When IT is seen as just a delivery mechanism or technology in a corporation's operations, instead of a strategic business driver, the company loses its competitive edge. IT leaders should contribute to the business’s long-term planning proactively; they are also tactical when necessary because envisioning the future and seeing around the corner are both important. CIOs with proficient leadership expertise and systems thinking skills to understand a system is a necessary precondition for effective intervention. IT needs to provide a strategic advantage to the business line manager and make various functions more productive.

IT leaders have a seat at the big table, seeking influence at the boardroom: The topic of information as an asset needs to be represented in the boardroom. CIOs are seeking leadership impact, so a seat on the board enables them to share the technological vision. Their board service is about the organizational view of the technology discipline as a strategic function in the organization in the same way that finances, M&A, or marketing strategies would be viewed. They need to use the right language, influence skills, personal brand development, to amplify leadership influences.

Companies who do value the input of CIOs are generally very progressive in their thinking, and as such, they tend to do very well. CIOs must learn how to better communicate the technology advantages in business terms so that thoughtful strategies can be evaluated and the associated risks weighed against the benefits. Boards that are progressive will see the need for leveraging IT as a strategic advantage. IT leaders with business acumen and technical expertise will step up to the role effortlessly.

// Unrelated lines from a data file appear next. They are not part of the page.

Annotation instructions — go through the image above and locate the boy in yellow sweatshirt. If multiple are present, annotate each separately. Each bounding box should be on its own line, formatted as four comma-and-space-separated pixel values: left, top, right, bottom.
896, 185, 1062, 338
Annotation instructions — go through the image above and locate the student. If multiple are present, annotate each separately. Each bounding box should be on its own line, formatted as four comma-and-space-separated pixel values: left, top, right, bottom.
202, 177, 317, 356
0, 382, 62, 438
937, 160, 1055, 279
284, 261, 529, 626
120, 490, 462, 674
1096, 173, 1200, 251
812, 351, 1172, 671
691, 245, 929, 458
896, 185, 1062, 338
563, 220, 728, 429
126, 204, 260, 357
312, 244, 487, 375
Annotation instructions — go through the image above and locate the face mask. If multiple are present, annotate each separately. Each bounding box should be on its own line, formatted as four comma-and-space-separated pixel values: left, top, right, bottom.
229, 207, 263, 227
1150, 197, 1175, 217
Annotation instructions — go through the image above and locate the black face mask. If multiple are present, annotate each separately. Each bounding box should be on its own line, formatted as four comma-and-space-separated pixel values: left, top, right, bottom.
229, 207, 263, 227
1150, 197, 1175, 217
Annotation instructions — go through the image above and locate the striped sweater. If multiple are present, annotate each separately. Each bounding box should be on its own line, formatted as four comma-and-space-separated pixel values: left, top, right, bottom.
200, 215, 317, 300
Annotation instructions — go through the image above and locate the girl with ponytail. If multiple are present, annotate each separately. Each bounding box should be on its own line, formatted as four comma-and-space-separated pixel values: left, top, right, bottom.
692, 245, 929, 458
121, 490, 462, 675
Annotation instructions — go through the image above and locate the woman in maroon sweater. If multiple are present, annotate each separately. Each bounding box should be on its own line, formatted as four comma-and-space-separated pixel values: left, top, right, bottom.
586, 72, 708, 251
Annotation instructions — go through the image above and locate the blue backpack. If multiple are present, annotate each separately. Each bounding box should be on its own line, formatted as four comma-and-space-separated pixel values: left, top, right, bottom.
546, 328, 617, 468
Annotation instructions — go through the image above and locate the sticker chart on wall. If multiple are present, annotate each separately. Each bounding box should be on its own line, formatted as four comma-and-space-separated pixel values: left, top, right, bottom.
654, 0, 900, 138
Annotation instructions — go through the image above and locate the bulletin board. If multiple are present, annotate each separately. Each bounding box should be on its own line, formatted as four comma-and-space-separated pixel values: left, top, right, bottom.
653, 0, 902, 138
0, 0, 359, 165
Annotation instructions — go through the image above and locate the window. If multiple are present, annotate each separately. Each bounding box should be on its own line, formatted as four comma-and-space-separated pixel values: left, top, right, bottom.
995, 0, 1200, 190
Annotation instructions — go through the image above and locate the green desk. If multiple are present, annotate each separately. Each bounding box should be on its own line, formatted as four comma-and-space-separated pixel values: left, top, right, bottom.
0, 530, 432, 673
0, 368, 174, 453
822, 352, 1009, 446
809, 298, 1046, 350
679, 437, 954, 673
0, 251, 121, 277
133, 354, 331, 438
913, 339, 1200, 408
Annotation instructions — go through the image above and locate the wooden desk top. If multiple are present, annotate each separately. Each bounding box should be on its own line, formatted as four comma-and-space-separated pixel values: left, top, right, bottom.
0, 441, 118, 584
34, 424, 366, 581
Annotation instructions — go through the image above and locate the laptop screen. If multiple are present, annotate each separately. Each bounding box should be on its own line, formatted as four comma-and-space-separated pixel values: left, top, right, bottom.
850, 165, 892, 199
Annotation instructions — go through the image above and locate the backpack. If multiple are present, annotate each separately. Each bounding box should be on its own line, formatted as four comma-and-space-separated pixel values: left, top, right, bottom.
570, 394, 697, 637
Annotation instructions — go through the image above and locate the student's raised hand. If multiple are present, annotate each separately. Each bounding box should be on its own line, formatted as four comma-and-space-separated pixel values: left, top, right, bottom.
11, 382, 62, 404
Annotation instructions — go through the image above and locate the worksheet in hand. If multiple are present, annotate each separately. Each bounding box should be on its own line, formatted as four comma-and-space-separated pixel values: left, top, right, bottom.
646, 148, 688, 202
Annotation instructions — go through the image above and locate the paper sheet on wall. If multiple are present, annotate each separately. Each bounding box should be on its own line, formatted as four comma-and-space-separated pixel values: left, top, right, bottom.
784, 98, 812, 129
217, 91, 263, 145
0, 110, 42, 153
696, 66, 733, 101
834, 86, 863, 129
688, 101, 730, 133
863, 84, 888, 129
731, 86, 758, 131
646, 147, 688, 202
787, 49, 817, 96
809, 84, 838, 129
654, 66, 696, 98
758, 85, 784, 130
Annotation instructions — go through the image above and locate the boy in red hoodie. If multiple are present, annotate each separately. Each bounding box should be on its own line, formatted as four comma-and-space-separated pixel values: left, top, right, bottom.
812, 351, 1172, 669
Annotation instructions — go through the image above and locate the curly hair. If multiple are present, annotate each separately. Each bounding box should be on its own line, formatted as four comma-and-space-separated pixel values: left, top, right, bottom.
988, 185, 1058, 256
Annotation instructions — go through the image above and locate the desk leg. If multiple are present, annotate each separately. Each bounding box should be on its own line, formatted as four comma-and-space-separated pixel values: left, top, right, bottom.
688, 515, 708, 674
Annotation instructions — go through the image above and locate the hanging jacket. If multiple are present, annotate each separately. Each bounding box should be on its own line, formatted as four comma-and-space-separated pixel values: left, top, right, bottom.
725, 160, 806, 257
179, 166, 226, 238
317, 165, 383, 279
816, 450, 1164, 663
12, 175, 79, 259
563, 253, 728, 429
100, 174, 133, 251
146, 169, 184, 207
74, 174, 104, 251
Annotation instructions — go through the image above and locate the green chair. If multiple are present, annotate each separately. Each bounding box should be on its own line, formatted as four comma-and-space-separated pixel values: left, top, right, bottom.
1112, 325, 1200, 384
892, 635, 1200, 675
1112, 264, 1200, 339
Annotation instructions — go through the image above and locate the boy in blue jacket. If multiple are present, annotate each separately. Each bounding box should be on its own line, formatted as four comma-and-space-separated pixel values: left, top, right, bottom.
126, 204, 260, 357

IT transformation is on the horizon to improve organizational maturity. Transformation is strategic organizational alignment leveraging "core capabilities" to achieve business goals with clear ownership and accountability at all levels. IT leaders should practice digitally proficient leadership across the company hierarchy, and IT management has to work both in IT and on IT, acting more like a digital orchestrator, to conduct an information-savvy and people-centric organization.